Except that the program almost encourages wholesale violations of the Fourth Amendment. Or, at the very least, when those violations occur, the program encourages federal agents to scrub clean the record so that the evidence in question appears to have been seized legally. And because the defense, and, in fact, even the prosecutors and the judge, have no idea how the information was actually obtained, there’s no way to enforce the defendant’s Fourth Amendment rights after the fact by suppressing the illegally obtained evidence.
Now, I’m not saying this has occurred. I’m saying that the way this program is designed, there’s no way to know whether it’s occurred.
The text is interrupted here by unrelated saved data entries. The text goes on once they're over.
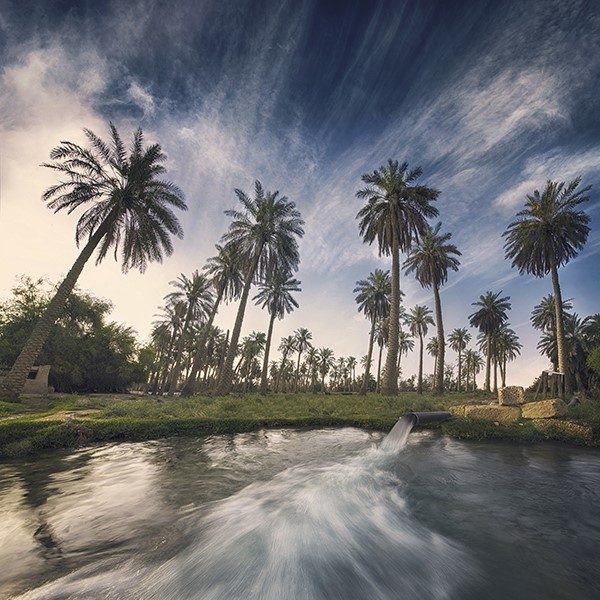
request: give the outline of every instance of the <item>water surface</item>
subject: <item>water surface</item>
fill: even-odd
[[[598,598],[600,453],[358,429],[0,465],[0,597]]]

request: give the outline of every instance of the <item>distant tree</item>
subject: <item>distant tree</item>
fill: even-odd
[[[387,317],[390,309],[390,272],[375,269],[369,274],[367,279],[361,279],[356,282],[354,293],[356,294],[356,303],[359,312],[371,322],[371,331],[369,333],[369,349],[367,351],[367,364],[365,366],[366,376],[363,377],[363,385],[360,388],[361,394],[367,393],[367,383],[371,371],[371,359],[373,356],[373,340],[375,337],[375,327],[377,321]]]
[[[417,380],[417,392],[423,393],[423,338],[427,335],[429,325],[434,325],[431,310],[426,306],[415,306],[407,316],[410,332],[419,338],[419,376]]]
[[[22,278],[0,303],[0,367],[12,364],[24,340],[52,301],[43,280]],[[57,392],[124,392],[145,383],[148,355],[135,332],[109,321],[112,304],[75,288],[39,354],[51,365],[49,384]]]
[[[260,291],[254,297],[256,304],[261,308],[266,308],[269,313],[269,328],[267,330],[267,340],[263,358],[262,375],[260,379],[260,391],[267,393],[268,386],[268,368],[269,351],[271,349],[271,338],[273,336],[273,324],[275,318],[283,319],[287,313],[291,313],[294,308],[298,308],[298,302],[292,296],[294,292],[300,292],[300,282],[292,277],[289,271],[275,269],[267,279],[260,284]]]
[[[183,303],[185,306],[185,317],[182,323],[179,341],[175,353],[175,364],[171,371],[169,381],[169,396],[173,396],[179,375],[181,374],[181,359],[186,342],[186,334],[194,321],[202,321],[210,313],[214,303],[213,290],[210,280],[203,274],[194,271],[191,277],[183,273],[170,284],[175,288],[174,292],[167,294],[165,300],[168,304]]]
[[[302,354],[306,352],[310,347],[310,340],[312,340],[312,333],[306,329],[306,327],[300,327],[294,332],[296,340],[296,351],[298,352],[298,362],[296,363],[296,375],[294,377],[294,391],[298,391],[298,381],[300,377],[300,361],[302,360]]]
[[[221,302],[231,302],[240,297],[244,281],[242,278],[242,263],[237,247],[234,245],[215,245],[217,254],[208,259],[204,272],[212,282],[216,298],[208,316],[206,325],[198,336],[192,370],[181,390],[182,396],[192,396],[196,390],[198,373],[205,361],[205,346]]]
[[[485,391],[490,389],[490,367],[492,361],[492,335],[508,319],[507,312],[510,310],[510,297],[501,297],[502,291],[486,292],[479,296],[477,302],[472,305],[477,310],[469,315],[471,327],[476,327],[485,336],[486,340],[486,367],[485,367]]]
[[[454,352],[458,354],[458,381],[457,388],[460,392],[462,389],[462,353],[467,347],[467,344],[471,341],[471,334],[466,330],[465,327],[457,327],[452,330],[448,336],[450,347]]]

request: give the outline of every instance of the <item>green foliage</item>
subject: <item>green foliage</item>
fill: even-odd
[[[593,348],[587,357],[587,366],[596,373],[596,375],[600,375],[600,346]]]
[[[0,365],[13,364],[50,300],[43,280],[22,278],[0,304]],[[112,305],[75,290],[38,357],[48,364],[50,385],[60,392],[120,392],[146,380],[151,358],[138,360],[135,333],[107,322]]]

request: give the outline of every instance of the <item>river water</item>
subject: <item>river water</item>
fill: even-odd
[[[599,452],[381,439],[266,430],[4,462],[0,597],[600,598]]]

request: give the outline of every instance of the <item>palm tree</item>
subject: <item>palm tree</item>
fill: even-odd
[[[433,325],[431,310],[426,306],[415,306],[411,309],[406,318],[410,332],[414,336],[419,336],[419,377],[417,383],[417,392],[423,393],[423,338],[427,335],[429,325]]]
[[[520,273],[545,277],[550,273],[556,310],[558,370],[567,373],[563,300],[558,269],[575,258],[590,232],[589,216],[579,206],[589,200],[591,186],[578,190],[580,178],[565,186],[548,181],[540,194],[527,196],[525,208],[504,232],[506,258]]]
[[[260,291],[254,297],[256,304],[260,305],[261,308],[266,308],[270,315],[260,379],[260,391],[262,394],[267,393],[269,351],[271,349],[271,337],[273,336],[275,317],[283,319],[286,313],[291,313],[294,308],[298,308],[298,302],[296,302],[292,293],[299,291],[300,282],[292,277],[289,271],[275,269],[266,281],[260,284]]]
[[[371,331],[369,333],[369,350],[367,352],[367,365],[365,367],[365,376],[363,377],[361,394],[367,393],[367,383],[371,371],[371,359],[373,356],[373,340],[375,337],[375,326],[379,319],[388,316],[390,309],[390,272],[375,269],[366,279],[356,282],[354,293],[356,294],[356,303],[358,312],[362,312],[371,321]]]
[[[346,362],[348,369],[350,369],[350,374],[352,377],[352,391],[356,389],[356,357],[349,356]]]
[[[499,329],[508,319],[506,312],[510,310],[510,297],[500,297],[502,291],[486,292],[479,296],[477,302],[472,306],[479,309],[469,315],[471,327],[476,327],[485,336],[486,343],[486,365],[485,365],[485,391],[490,391],[490,366],[492,359],[492,334]]]
[[[333,350],[331,348],[319,348],[319,373],[321,374],[321,391],[325,392],[325,376],[334,365]]]
[[[473,375],[473,387],[472,390],[475,391],[477,389],[477,373],[481,371],[483,367],[483,358],[481,354],[477,352],[477,350],[467,350],[465,352],[465,370],[467,371],[467,385],[466,389],[469,389],[469,375]]]
[[[433,356],[433,382],[435,385],[435,375],[437,373],[438,366],[438,356],[440,355],[440,346],[438,344],[437,337],[431,338],[425,346],[425,350],[427,350],[430,356]]]
[[[279,374],[277,375],[277,383],[275,384],[275,391],[279,391],[279,384],[281,383],[281,375],[283,374],[283,368],[285,366],[285,362],[287,357],[296,351],[296,338],[293,335],[288,335],[287,337],[281,338],[281,343],[278,348],[279,352],[281,352],[281,366],[279,368]]]
[[[48,207],[68,213],[86,207],[75,233],[77,245],[85,241],[85,246],[4,378],[2,392],[7,397],[16,398],[23,390],[52,326],[96,249],[96,264],[110,252],[120,255],[123,272],[143,272],[149,262],[172,254],[171,235],[183,237],[172,209],[186,210],[187,206],[181,190],[159,178],[165,173],[162,163],[166,159],[160,145],[144,147],[138,129],[128,152],[112,123],[110,131],[111,140],[106,143],[84,129],[89,148],[61,142],[50,152],[53,162],[44,164],[64,176],[44,192]]]
[[[310,340],[312,340],[312,333],[305,327],[300,327],[294,332],[296,338],[296,350],[298,352],[298,362],[296,363],[296,376],[294,378],[294,391],[298,391],[298,378],[300,375],[300,361],[302,360],[302,354],[310,348]]]
[[[241,260],[237,248],[233,245],[220,246],[219,244],[215,244],[215,248],[217,249],[217,254],[206,261],[204,271],[210,278],[217,292],[217,297],[208,316],[208,321],[200,332],[192,370],[181,390],[182,396],[192,396],[195,392],[198,373],[204,361],[204,349],[208,335],[221,302],[230,302],[239,298],[244,283],[242,279]]]
[[[250,286],[263,280],[275,268],[294,272],[300,255],[298,239],[304,235],[304,221],[294,202],[279,192],[266,192],[259,181],[254,185],[254,198],[242,190],[235,190],[242,210],[228,210],[233,218],[229,231],[223,236],[227,245],[236,246],[244,266],[244,288],[240,297],[231,342],[221,370],[217,392],[226,394],[231,389],[233,361],[248,302]]]
[[[313,391],[317,380],[318,362],[319,352],[315,347],[310,346],[306,351],[306,364],[310,373],[310,388]]]
[[[377,345],[379,346],[379,358],[377,359],[377,387],[376,390],[381,390],[381,358],[383,355],[383,347],[387,345],[387,336],[390,330],[388,319],[379,319],[375,328],[375,336]]]
[[[444,360],[446,338],[444,336],[444,322],[442,317],[442,302],[440,287],[448,280],[448,270],[458,271],[460,256],[458,248],[449,241],[451,233],[440,233],[442,224],[428,228],[413,248],[404,263],[404,271],[408,275],[414,272],[417,281],[424,288],[433,289],[435,301],[435,321],[437,326],[437,356],[435,370],[436,393],[444,393]]]
[[[450,335],[448,336],[448,341],[450,342],[450,348],[452,348],[454,352],[458,353],[457,388],[460,392],[462,387],[462,353],[466,349],[467,344],[471,341],[471,334],[467,331],[465,327],[457,327],[456,329],[453,329]]]
[[[171,370],[169,380],[169,396],[175,393],[177,381],[181,372],[181,357],[185,346],[185,338],[192,321],[201,320],[206,316],[214,303],[212,284],[210,280],[194,271],[191,277],[187,277],[183,273],[170,285],[175,287],[175,291],[167,294],[165,300],[168,304],[176,304],[182,302],[185,307],[185,318],[181,332],[179,334],[179,343],[175,354],[175,364]]]
[[[420,167],[408,163],[388,164],[362,176],[367,184],[356,196],[367,203],[358,212],[359,231],[365,243],[377,240],[379,254],[392,255],[389,347],[386,357],[383,392],[398,392],[398,333],[400,331],[400,252],[407,252],[427,229],[427,219],[438,214],[432,202],[437,190],[417,185]]]
[[[581,319],[576,313],[565,315],[565,349],[567,352],[567,373],[575,379],[578,391],[585,399],[584,374],[586,371],[586,355],[589,350],[588,331],[590,317]],[[538,343],[538,350],[546,354],[550,360],[558,356],[557,336],[547,331]]]
[[[502,387],[506,387],[506,365],[521,354],[523,345],[519,342],[519,336],[510,327],[504,326],[498,331],[495,346]]]
[[[415,347],[415,341],[412,337],[406,332],[401,331],[398,335],[398,376],[400,376],[400,361],[402,360],[403,354],[408,354],[412,352]]]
But let’s face it: The incentive to nail a guilty person by bending the rules – and thereby further eroding the Fourth Amendment – is much greater than the incentive to frame an innocent person by withholding exculpatory evidence.
Of course, this story isn’t nearly as sexy as a fugitive who runs off to Hong Kong, and then to Russia, to leak secrets about the NSA’s surveillance programs. But lest you think it’s insignificant, consider the fact that the federal government brings tens of thousands of drug prosecutions every year. By way of example, the Bureau of Justice Statistics reports that during the period from October 1, 2008 through September 30, 2009, of 183,986 individuals arrested and booked by federal authorities, 30,928, or 16.9%, were for drug offenses. Bureau of Justice Statistics, Federal Justice Statistics 2009 – Statistical Tables, Table 1.1, at p. 4 (.pdf file). The Bureau states that during that period, “[d]rug offenders’ cases remained the most prevalent at adjudication and sentencing, in prison, and under supervision,” in the federal system.
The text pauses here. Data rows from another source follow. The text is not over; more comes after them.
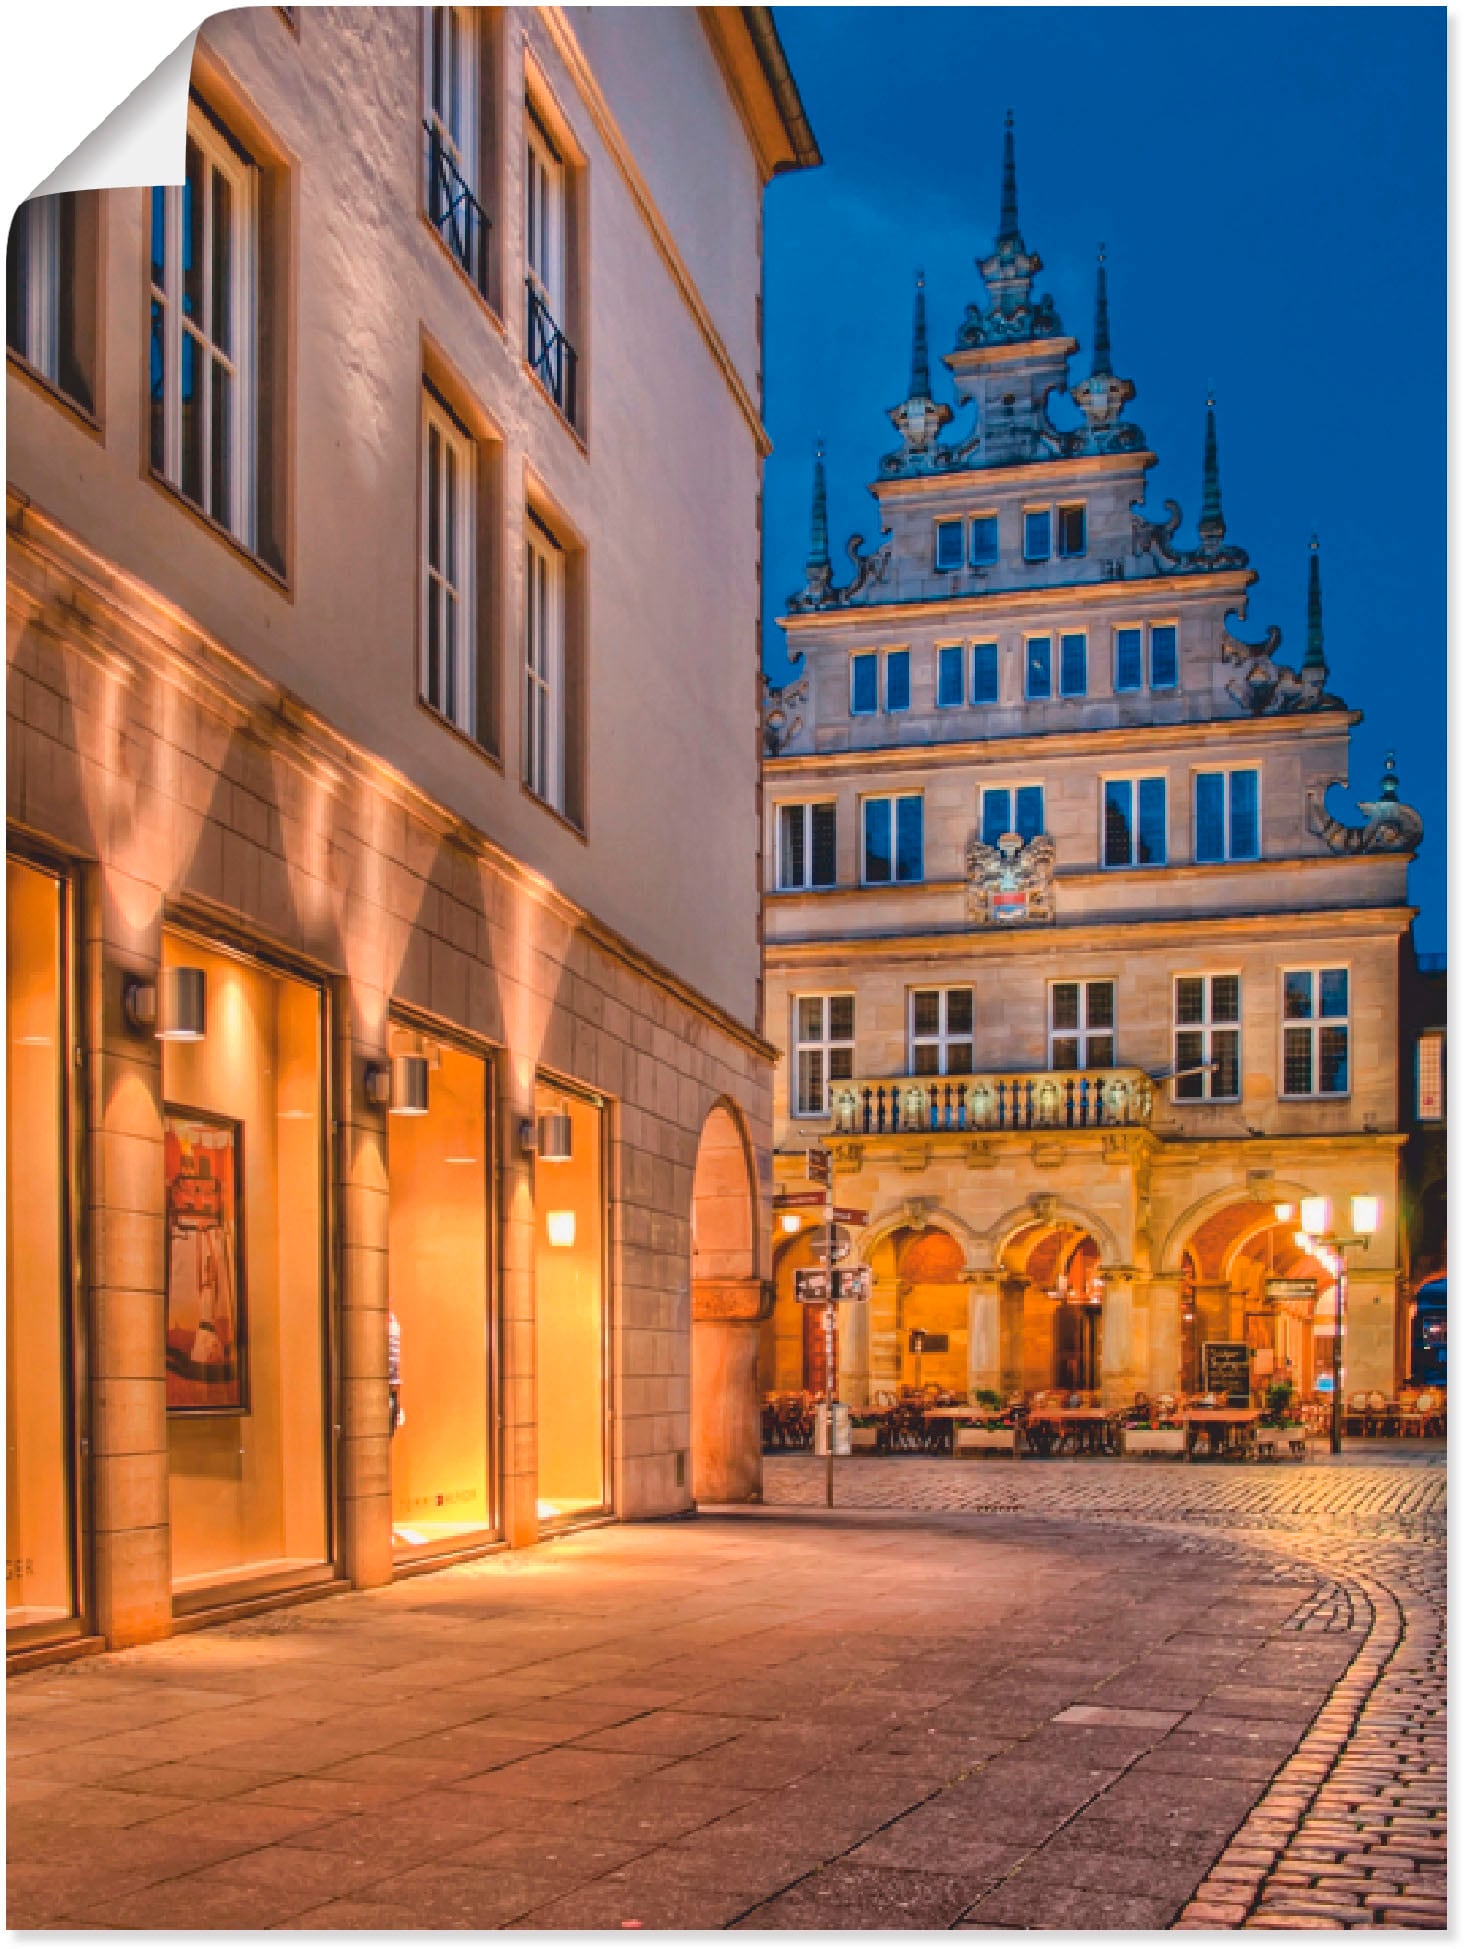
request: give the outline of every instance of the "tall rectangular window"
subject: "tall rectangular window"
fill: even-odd
[[[479,164],[476,7],[423,9],[427,215],[485,298],[488,217]]]
[[[1027,696],[1040,701],[1052,695],[1052,638],[1027,638]]]
[[[1281,1094],[1345,1096],[1346,968],[1292,968],[1281,977]]]
[[[1054,981],[1047,990],[1047,1067],[1112,1069],[1111,981]]]
[[[1116,629],[1113,632],[1113,688],[1142,690],[1144,687],[1144,632],[1141,629]]]
[[[1088,510],[1081,501],[1057,511],[1057,552],[1063,556],[1088,552]]]
[[[1058,639],[1058,682],[1064,697],[1088,694],[1088,637],[1084,630],[1071,631]]]
[[[995,643],[971,645],[971,702],[996,704],[1001,701],[1001,668]]]
[[[885,709],[887,711],[907,711],[910,708],[910,652],[908,650],[887,650],[884,660]]]
[[[1175,690],[1179,685],[1179,630],[1174,623],[1149,626],[1149,688]]]
[[[918,792],[864,801],[866,886],[925,877],[925,801]]]
[[[567,335],[568,196],[564,158],[532,102],[524,109],[524,282],[531,372],[572,426],[579,358]]]
[[[474,444],[430,389],[422,394],[423,701],[472,737],[477,729],[477,539]]]
[[[854,717],[873,717],[879,710],[879,657],[861,650],[849,659],[849,711]]]
[[[1000,557],[996,516],[973,514],[971,516],[971,566],[986,568],[992,562],[1000,560]]]
[[[854,1074],[854,997],[799,995],[793,1003],[793,1114],[826,1117],[829,1084]]]
[[[1429,1029],[1418,1038],[1418,1121],[1444,1118],[1444,1032]]]
[[[999,846],[1009,832],[1025,845],[1045,829],[1040,785],[987,785],[981,792],[981,843]]]
[[[778,808],[778,886],[783,892],[831,887],[838,878],[834,801]]]
[[[565,810],[564,551],[528,511],[524,523],[524,783]]]
[[[1174,1094],[1196,1103],[1239,1097],[1239,975],[1175,976]]]
[[[969,988],[916,988],[910,994],[910,1074],[969,1076],[975,999]]]
[[[1052,509],[1027,508],[1022,515],[1022,560],[1045,562],[1052,554]]]
[[[964,566],[963,525],[960,521],[937,521],[935,524],[935,566],[942,574]]]
[[[5,250],[5,343],[85,413],[96,411],[97,197],[33,196]]]
[[[152,192],[149,284],[153,472],[250,549],[258,178],[194,104],[182,186]]]
[[[948,710],[966,701],[966,651],[961,643],[942,643],[935,652],[935,702]]]
[[[1163,866],[1169,857],[1169,795],[1162,778],[1103,781],[1103,864]]]
[[[1261,775],[1240,771],[1195,773],[1195,858],[1201,864],[1261,856]]]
And who were those “offenders”? Again, according to the Bureau, the vast majority were people of color. Of the 29,896 individuals arrested by the DEA during that same period, 13,266, or 45.5%, were “Hispanic/Latino,” and 8,361, or 28.3%, were “Black/African American.” Federal Justice Statistics 2009 – Statistical Tables, Table 1.4, at p. 6. So it’s safe to assume that people of color will disproportionately bear the burden of the DEA’s potentially illegal, and certainly Fourth Amendment-eroding, sleight-of-hand.
It will be interesting to see whether the DEA’s program garners anywhere near the attention the NSA surveillance controversy has generated, particularly among white liberals who pray at the altar of Greenwald and Snowden. That, however, would require them to value the Fourth Amendment rights of black and brown people to the same extent they value their own right to privacy.